They were facing each other in a kind of stand-off, an island parting the stream of the
passeggiata
, some of the evening boardwalk-strollers already giving the two men curious glances. Sandro raised both palms, in a conciliatory gesture. ‘Giuli – you know Giuli? – asked me to help,’ he said. ‘Her boyfriend Enzo got her involved with the Frazione.’ Rosselli unbent a little at that, giving a slight inclination of his head at Enzo’s name.

Emboldened, Sandro went on. ‘You’re their great white hope, if that’s not the wrong expression. She was worried about – about, well, she had all sorts of ideas, after you collapsed at the rally. Assassination attempt foremost among them. Sabotage. Poisoned umbrella. That kind of thing.’

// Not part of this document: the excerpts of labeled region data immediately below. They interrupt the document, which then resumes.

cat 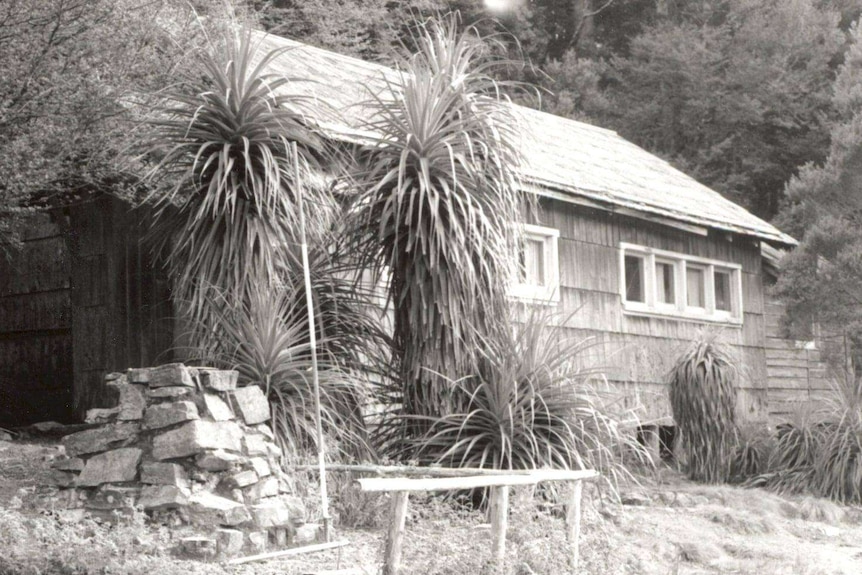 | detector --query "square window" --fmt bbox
[713,270,733,312]
[655,261,676,305]
[509,225,560,304]
[625,254,646,303]
[685,266,706,308]
[521,238,546,286]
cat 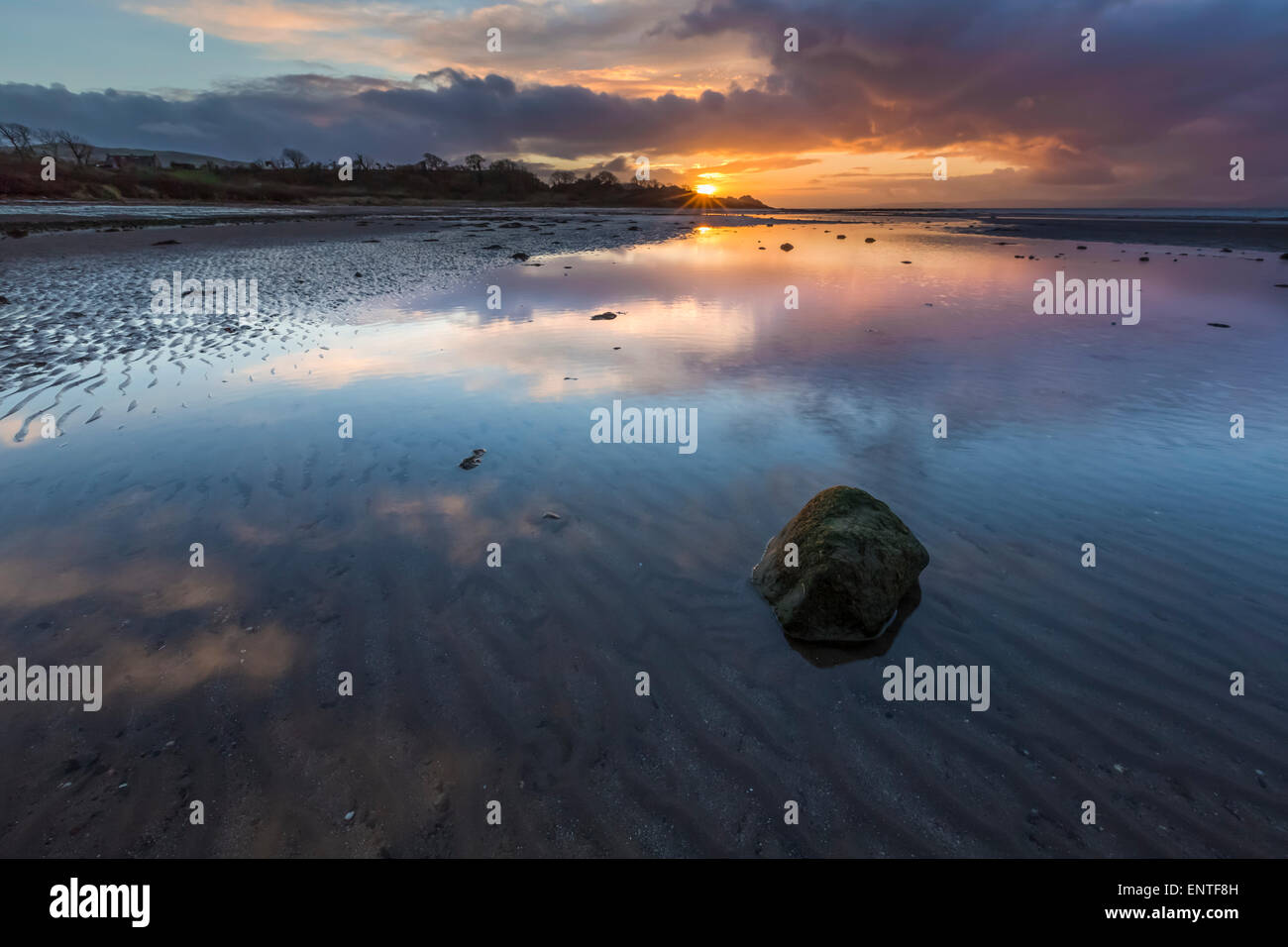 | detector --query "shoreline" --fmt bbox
[0,201,1288,257]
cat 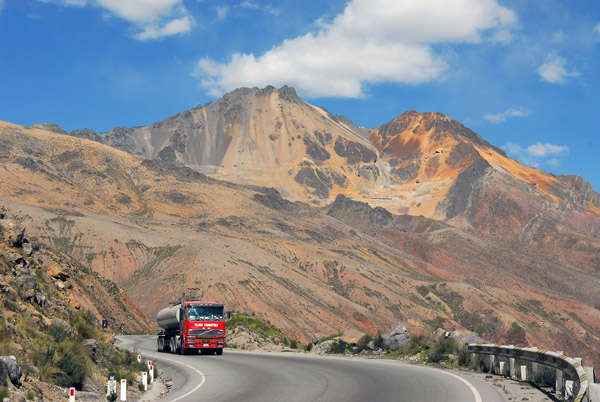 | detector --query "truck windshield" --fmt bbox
[187,305,223,321]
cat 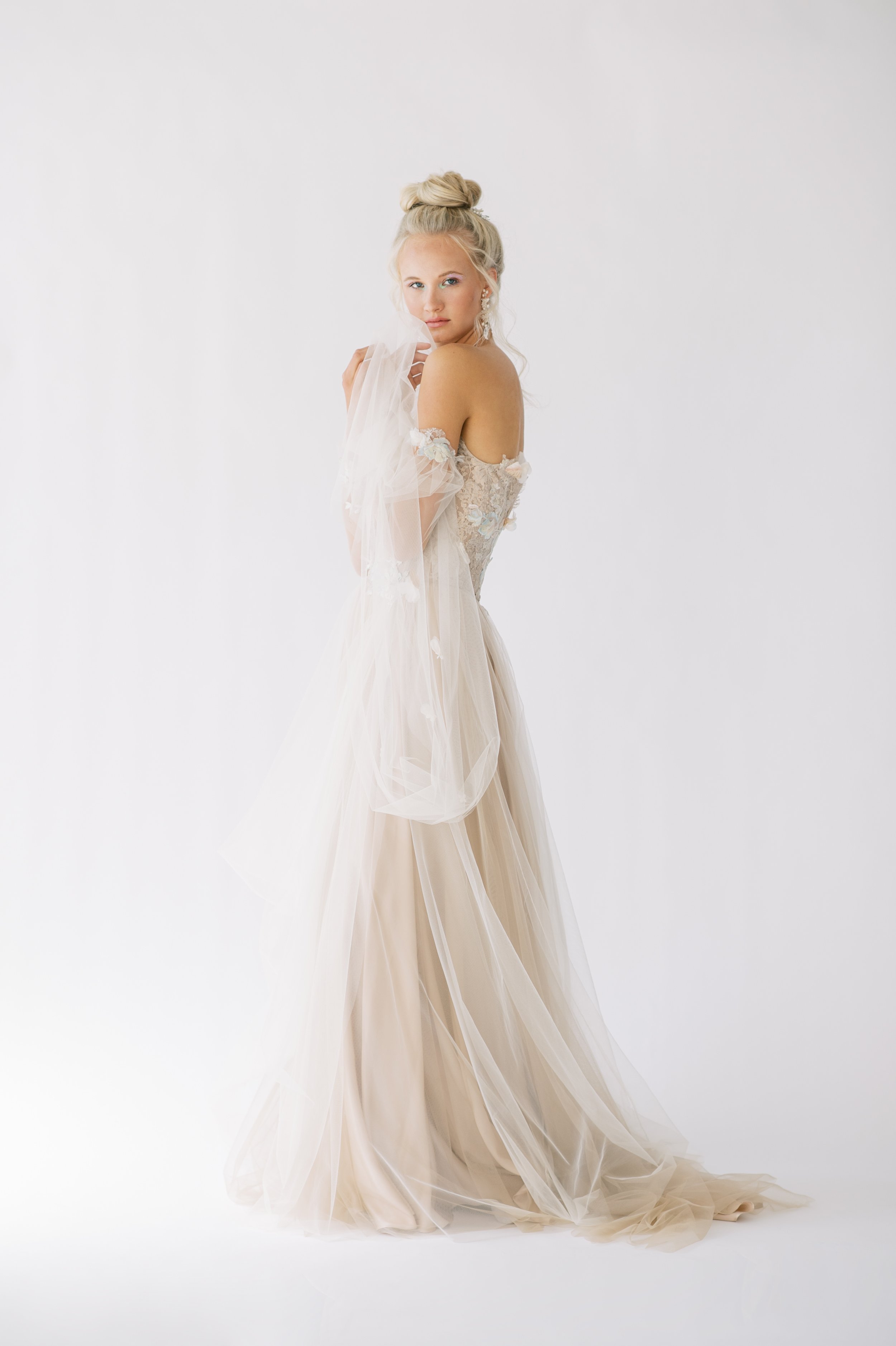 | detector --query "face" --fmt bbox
[398,234,495,346]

He tried a smile: Giuli’s conspiracy theories had been off the mark, after all. Nonetheless, he recalled the rally he and Luisa had seen in the Piazza del Carmine, and the comedy uniforms in their little military vehicle, his own musings about the secret service. Before Flavia Matteo’s body had been found: before everything changed. The world of men and their roadbuilding and machinations and bureaucracy somehow seemed tissue-thin by comparison with what that woman’s pale corpse represented. Grief.

Rosselli frowned at Sandro’s tentative smile. ‘And you think she was wrong?’

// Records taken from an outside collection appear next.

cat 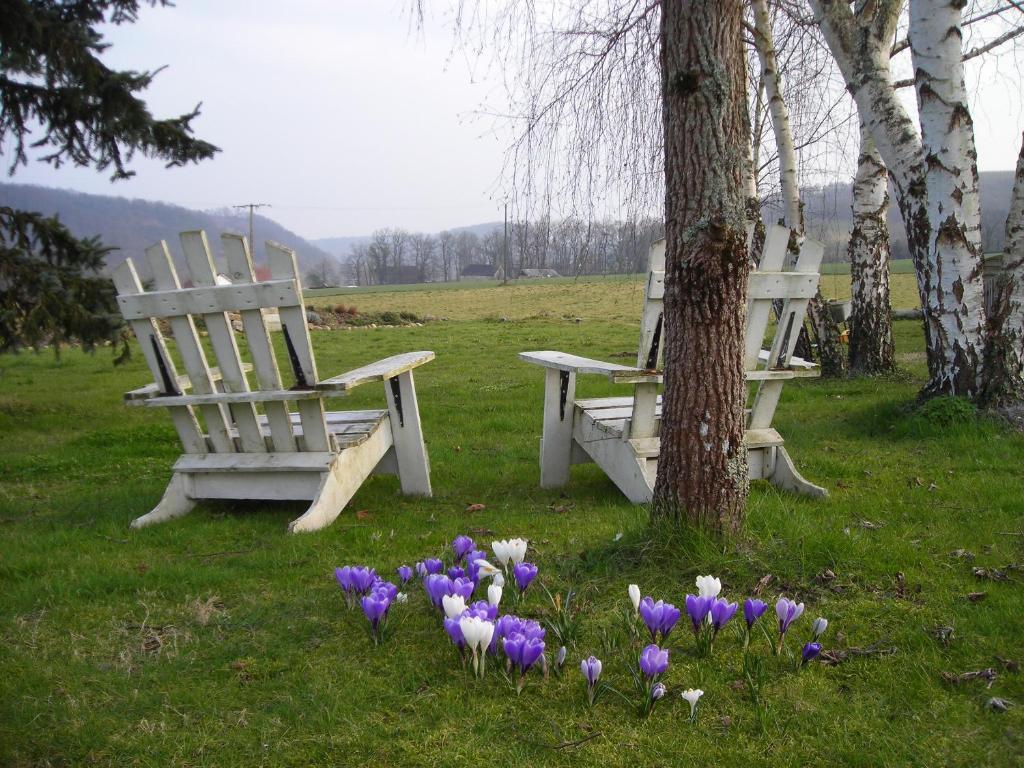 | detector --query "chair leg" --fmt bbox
[384,371,432,496]
[766,445,828,498]
[541,368,575,488]
[131,472,196,528]
[288,429,391,534]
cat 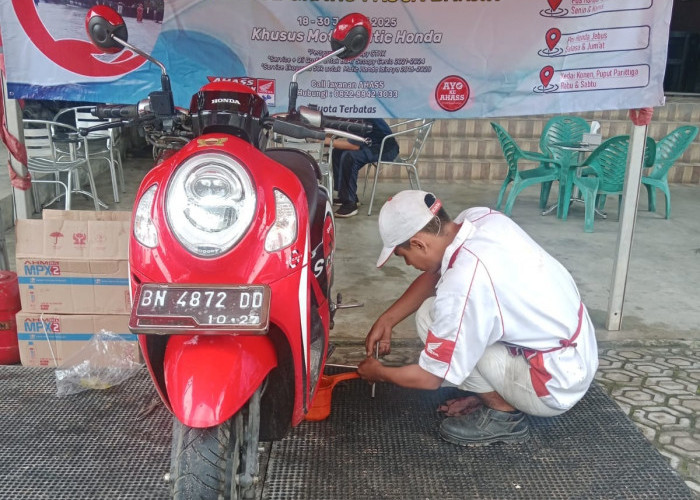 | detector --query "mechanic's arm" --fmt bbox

Sandro stared at him, bewildered. ‘I don’t understand,’ he said helplessly. ‘You – what do you mean? You think – you were poisoned?’ He grappled with the absurdity of the suggestion.

‘I wasn’t poisoned,’ said Rosselli, and he seemed to collapse a little as he spoke. ‘No. I hadn’t eaten for days, I was under stress. As a matter of fact, the doctors in the hospital did all sorts of toxicological tests, and there was nothing.’

‘But you were – you thought it was a possibility?’

‘I don’t know what I thought,’ said Rosselli, looking grey with tiredness. ‘Carlo – Awocato Bastone – had been very jumpy. The bigger the party grew, the more he kept saying we needed to stay small, not to attract too much attention. To bide our time – but how does one do that? If the people come, then they come. Perhaps you don’t – perhaps you aren’t in sympathy with our cause. But this country needs us to stand up, that man – our prime minister—’ He broke off.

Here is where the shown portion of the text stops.